Indeed, the decision to move production to anti-union states has become so commonplace that Boeing could be excused for finally joining the procession after a costly two-month strike in 2008, following an earlier one in 2005. Boeing had other legitimate business reasons for creating a second, $750 million production line in South Carolina for its rapidly growing 787 production, including lower labor costs and several hundred million dollars in subsidies from a state eager for 4,000 new factory jobs.
But the NLRB’s general counsel says that Boeing stepped over the line when its top executives said out loud what most companies only whisper in the sanctity of the boardroom — namely, that a significant factor in the move was the desire to reduce Boeing’s vulnerability to delivery disruptions caused by repeated strikes. The NLRB cited interviews with local newspapers, memos to Boeing managers and statements made by top executives to investors and Washington state politicians.
You can imagine the political ruckus this has caused in South Carolina, where voters have already approved a constitutional amendment meant to thwart union organizing and the AFL-CIO has filed suit against Gov. Nikki Haley for public statements that unions were not welcome in the Palmetto State. Business groups in Washington also went on high alert, accusing the Obama administration of using its new majority on the NLRB to push a radical pro-union agenda. (Small detail: White House Chief of Staff Bill Daley is a former Boeing director.)
Given the public statements of Boeing officials, there is nothing radical about the NLRB’s decision to hold a hearing based on the complaint filed by the International Association of Machinists. Lafe Solomon, the acting general counsel who made the decision, is a much-admired career lawyer who is prohibited from talking with board members about the case. Solomon spent several months trying to broker a settlement, but ran up against a company and union that are fed up with each other and stubbornly determined to teach each other a lesson.
Although Solomon was right to initiate the proceedings, it is anything but clear that he will prevail in court.

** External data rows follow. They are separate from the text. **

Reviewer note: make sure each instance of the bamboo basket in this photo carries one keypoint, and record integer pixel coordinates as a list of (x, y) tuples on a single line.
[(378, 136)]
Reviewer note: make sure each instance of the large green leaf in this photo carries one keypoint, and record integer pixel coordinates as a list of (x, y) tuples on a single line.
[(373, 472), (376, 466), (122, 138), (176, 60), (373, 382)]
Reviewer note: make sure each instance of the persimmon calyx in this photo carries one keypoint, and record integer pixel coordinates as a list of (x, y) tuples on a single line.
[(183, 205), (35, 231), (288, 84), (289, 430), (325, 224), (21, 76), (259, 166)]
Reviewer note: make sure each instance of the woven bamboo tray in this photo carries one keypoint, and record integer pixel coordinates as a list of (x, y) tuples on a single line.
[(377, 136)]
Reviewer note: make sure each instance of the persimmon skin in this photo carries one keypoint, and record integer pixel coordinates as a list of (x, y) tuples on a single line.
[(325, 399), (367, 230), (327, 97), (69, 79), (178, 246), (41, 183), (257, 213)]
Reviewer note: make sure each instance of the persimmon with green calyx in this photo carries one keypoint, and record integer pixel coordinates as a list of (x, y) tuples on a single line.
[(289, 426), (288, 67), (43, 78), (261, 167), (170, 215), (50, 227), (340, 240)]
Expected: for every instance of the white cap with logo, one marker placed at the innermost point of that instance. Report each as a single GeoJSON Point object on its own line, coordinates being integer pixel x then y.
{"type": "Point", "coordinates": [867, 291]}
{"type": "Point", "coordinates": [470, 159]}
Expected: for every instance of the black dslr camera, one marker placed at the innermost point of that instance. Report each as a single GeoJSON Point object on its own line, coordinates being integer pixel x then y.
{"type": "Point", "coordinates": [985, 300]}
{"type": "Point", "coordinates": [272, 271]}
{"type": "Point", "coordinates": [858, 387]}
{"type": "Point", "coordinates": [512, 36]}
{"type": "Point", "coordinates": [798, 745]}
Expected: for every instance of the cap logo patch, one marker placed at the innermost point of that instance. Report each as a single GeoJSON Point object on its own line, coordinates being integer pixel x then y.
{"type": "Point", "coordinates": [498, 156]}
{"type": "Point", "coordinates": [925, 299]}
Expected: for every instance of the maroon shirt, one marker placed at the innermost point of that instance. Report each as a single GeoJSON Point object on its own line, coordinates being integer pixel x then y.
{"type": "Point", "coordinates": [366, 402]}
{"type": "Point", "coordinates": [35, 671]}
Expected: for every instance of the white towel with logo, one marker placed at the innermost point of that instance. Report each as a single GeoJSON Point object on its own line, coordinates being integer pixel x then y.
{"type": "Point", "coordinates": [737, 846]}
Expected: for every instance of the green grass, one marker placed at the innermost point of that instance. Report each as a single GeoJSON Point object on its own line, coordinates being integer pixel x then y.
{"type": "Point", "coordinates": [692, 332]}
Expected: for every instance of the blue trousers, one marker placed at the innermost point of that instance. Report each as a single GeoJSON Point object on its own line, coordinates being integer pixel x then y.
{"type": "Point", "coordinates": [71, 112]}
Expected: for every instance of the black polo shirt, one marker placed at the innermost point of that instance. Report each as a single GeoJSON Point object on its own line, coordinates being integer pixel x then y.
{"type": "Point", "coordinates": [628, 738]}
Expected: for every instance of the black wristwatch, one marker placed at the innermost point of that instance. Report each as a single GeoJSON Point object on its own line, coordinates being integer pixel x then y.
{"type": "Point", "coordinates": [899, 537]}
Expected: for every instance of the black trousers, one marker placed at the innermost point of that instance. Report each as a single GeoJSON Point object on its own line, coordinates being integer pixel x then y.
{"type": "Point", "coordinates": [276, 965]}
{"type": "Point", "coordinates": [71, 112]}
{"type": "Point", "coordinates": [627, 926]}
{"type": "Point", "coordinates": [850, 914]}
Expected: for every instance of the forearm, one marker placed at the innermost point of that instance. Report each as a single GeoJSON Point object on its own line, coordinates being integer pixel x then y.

It is ridiculous for Boeing to deny that it wants to send a strong message to workers that they will now pay a price for future strikes in terms of where the company decides to produce its planes. At the same time, it is equally clear that Boeing also has other legitimate business reasons for opening a second line in South Carolina.
The view of NLRB lawyers seems to be that as long as there is a demonstrable intent on the part of the company to move production in order to punish workers for past strikes and discourage them from future ones, Boeing’s behavior is illegally coercive despite other legitimate motives or rationales that might exist.
Boeing’s view is that avoiding production disruptions is a legitimate business reason for making investment decisions, irrespective of other motives, and that its lack of animus toward its union is amply demonstrated by the 2,000 jobs that have been created in Puget Sound since its decision to expand to South Carolina.
You see the problem: The “right” for workers to strike without undue coercion from the company is hard to square with the “right” of the company to protect itself from the consequences of production disruptions. Both “rights” seem to have ample support in the case law.
The answer, I would suggest, is to be found not in the case law but in the clear and unambiguous words of the National Labor Relations Act and the history behind it. In a 1993 law review article, New York University law professor Cynthia Estlund wrote that in passing the act, Congress sought to restrain corporate power and tilt the economic playing field in favor of workers. The idea was to outlaw union-avoidance strategies that, while economically rational for any one firm, would be economically harmful for the nation as a whole if widely adopted.
Today, we may find all that quaintly — or menacingly — socialistic, but it is still the law of the land, one that Lafe Solomon and his NLRB colleagues have a duty to enforce. If Boeing or the Chamber of Commerce or the South Carolina political establishment want to change or repeal the law, it is certainly within their rights to try. After 75 years, it would be a useful debate for the country to have again. But given the further consolidation of corporate power and two decades of stagnant wages, I’m not sure they’ll like how it turns out.